O Caso Hartogs e a Batalha Judicial
Ao buscar tratamento para depressão, Roy foi encaminhada pela Dra. Pauline Anderson ao psiquiatra Dr. Renatus Hartogs. Logo nas primeiras sessões, Hartogs iniciou abordagens sexuais, alegando que a atividade sexual entre médico e paciente seria a cura para a atração de Roy por mulheres — uma prática que remete aos conceitos problemáticos de terapias de conversão.
Entre agosto de 1969 e 1970, Roy e Hartogs mantiveram relações sexuais regulares por um período de 14 meses. Durante esse tempo, Hartogs isentou Roy dos honorários médicos e ela passou a trabalhar como datilógrafa em seu consultório. O vínculo terminou em 1971, momento em que Roy foi internada no Metropolitan Hospital Center devido a um quadro de depressão maior.
O Processo por Má Conduta Médica
Com a assistência do advogado Robert Stephan Cohen, Roy processou Hartogs por má conduta médica. Durante o julgamento, Hartogs tentou alegar que uma condição médica (hidrocele) tornava o ato sexual doloroso e, portanto, improvável, mas a defesa de Roy demonstrou que tal condição era tratável. Além disso, outros ex-pacientes de Hartogs testemunharam, relatando que o médico também havia feito investidas sexuais inadequadas contra eles.

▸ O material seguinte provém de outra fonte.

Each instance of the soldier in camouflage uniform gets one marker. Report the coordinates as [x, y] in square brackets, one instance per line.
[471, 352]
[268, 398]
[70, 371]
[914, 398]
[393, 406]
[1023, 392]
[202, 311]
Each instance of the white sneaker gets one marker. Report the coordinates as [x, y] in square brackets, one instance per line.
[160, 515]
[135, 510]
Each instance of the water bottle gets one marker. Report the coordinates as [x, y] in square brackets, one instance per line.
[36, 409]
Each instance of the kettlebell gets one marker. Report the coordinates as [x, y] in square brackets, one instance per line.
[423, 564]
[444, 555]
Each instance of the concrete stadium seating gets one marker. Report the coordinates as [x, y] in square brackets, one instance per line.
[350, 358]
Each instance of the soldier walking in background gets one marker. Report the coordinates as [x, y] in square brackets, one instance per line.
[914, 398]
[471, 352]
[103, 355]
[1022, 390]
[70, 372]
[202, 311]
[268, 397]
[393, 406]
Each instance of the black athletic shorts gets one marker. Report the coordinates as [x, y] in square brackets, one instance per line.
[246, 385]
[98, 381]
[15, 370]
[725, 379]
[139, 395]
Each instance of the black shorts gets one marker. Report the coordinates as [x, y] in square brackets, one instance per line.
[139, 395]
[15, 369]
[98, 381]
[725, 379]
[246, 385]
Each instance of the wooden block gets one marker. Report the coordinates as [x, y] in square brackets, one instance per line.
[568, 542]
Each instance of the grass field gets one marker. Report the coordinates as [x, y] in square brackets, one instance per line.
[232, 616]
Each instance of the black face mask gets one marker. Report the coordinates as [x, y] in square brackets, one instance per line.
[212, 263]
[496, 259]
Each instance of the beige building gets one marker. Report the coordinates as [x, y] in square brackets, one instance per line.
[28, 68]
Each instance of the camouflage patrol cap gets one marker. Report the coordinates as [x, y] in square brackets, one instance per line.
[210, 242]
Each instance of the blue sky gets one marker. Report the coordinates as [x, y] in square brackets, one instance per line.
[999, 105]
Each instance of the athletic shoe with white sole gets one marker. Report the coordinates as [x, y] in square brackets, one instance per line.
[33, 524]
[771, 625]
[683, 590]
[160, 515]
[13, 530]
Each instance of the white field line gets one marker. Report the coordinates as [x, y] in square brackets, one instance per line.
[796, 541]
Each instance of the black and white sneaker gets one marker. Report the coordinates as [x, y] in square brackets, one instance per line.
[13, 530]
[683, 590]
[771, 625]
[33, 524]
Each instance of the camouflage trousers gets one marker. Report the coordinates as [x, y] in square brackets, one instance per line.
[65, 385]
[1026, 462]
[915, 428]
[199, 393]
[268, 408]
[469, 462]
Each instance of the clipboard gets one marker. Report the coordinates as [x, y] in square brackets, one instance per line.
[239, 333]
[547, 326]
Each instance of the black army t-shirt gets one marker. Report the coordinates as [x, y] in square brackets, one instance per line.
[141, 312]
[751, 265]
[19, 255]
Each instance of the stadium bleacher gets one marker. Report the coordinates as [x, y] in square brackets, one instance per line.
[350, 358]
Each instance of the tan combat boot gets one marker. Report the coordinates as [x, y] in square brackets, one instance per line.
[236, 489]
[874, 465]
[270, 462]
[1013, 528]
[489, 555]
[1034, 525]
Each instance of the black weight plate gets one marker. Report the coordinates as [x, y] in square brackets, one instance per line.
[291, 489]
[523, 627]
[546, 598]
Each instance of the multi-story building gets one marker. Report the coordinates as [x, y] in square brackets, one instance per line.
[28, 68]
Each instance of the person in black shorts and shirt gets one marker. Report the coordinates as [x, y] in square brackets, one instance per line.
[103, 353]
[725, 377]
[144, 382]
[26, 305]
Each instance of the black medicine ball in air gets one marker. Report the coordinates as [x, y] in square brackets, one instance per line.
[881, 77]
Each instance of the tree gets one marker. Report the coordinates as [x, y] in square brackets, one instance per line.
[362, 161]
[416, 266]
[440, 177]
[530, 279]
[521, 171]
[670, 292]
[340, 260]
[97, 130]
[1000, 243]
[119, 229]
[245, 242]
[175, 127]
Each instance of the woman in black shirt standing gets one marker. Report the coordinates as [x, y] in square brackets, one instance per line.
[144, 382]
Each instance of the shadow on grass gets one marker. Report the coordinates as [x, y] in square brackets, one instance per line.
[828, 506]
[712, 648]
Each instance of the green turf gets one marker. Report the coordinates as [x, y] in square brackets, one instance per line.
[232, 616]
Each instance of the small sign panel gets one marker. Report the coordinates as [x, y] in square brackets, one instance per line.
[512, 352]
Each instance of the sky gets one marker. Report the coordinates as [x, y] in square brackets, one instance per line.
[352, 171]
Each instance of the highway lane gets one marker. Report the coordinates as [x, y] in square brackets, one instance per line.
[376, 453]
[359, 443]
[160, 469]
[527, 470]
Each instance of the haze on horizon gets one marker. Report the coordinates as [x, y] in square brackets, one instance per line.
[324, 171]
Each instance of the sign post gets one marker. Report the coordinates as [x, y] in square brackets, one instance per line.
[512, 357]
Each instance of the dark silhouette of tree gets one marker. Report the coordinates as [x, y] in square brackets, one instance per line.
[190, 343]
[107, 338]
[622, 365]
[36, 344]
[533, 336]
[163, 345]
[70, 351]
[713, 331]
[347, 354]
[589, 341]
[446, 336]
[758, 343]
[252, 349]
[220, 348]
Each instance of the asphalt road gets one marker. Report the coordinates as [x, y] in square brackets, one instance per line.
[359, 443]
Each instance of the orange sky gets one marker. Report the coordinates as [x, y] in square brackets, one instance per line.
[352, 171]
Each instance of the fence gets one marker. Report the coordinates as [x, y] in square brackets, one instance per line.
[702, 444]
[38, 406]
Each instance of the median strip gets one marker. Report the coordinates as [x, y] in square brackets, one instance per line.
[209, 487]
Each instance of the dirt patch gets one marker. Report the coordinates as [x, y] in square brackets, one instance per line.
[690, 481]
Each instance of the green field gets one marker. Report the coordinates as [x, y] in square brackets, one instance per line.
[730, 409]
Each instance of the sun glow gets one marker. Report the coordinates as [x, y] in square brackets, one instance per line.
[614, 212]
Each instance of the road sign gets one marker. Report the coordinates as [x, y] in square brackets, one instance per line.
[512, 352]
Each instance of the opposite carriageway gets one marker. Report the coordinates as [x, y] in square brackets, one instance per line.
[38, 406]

O júri considerou Hartogs culpado de má conduta médica. Inicialmente, foi condenado a pagar US$ 350.000 em danos (US$ 200.000 compensatórios e US$ 150.000 punitivos). Após recursos, o valor dos danos compensatórios foi reduzido para US$ 50.000 e os danos punitivos foram anulados. Em dezembro de 1976, Renatus Hartogs perdeu definitivamente sua licença para exercer a medicina.
Legado e Documentação
A experiência de Julie Roy foi documentada no livro Betrayal (Traição), escrito em parceria com a jornalista Lucy Freeman e publicado em 1976. A obra detalhou o abuso sofrido e o processo judicial, servindo como um alerta sobre a ética médica e a vulnerabilidade de pacientes em saúde mental. Em 1978, o livro foi adaptado para um filme feito para a televisão.
Após a resolução do caso, Roy residiu em San Francisco, onde trabalhou como balconista em uma livraria.
Perguntas frequentes
Quem foi Julie Roy?
Julie Roy é uma ativista americana de saúde mental que ganhou notoriedade ao processar com sucesso seu psiquiatra, Dr. Renatus Hartogs, por abuso sexual sob a justificativa de ser um tratamento terapêutico.
Qual foi o desfecho do processo contra o Dr. Renatus Hartogs?
Hartogs foi considerado culpado de má conduta médica, foi condenado a pagar indenizações financeiras a Julie Roy e perdeu sua licença para praticar medicina em dezembro de 1976.
O que foi o livro 'Betrayal'?
Publicado em 1976, 'Betrayal' é um relato escrito por Julie Roy e a jornalista Lucy Freeman sobre a experiência de abuso sofrida por Roy e a subsequente batalha judicial contra seu médico.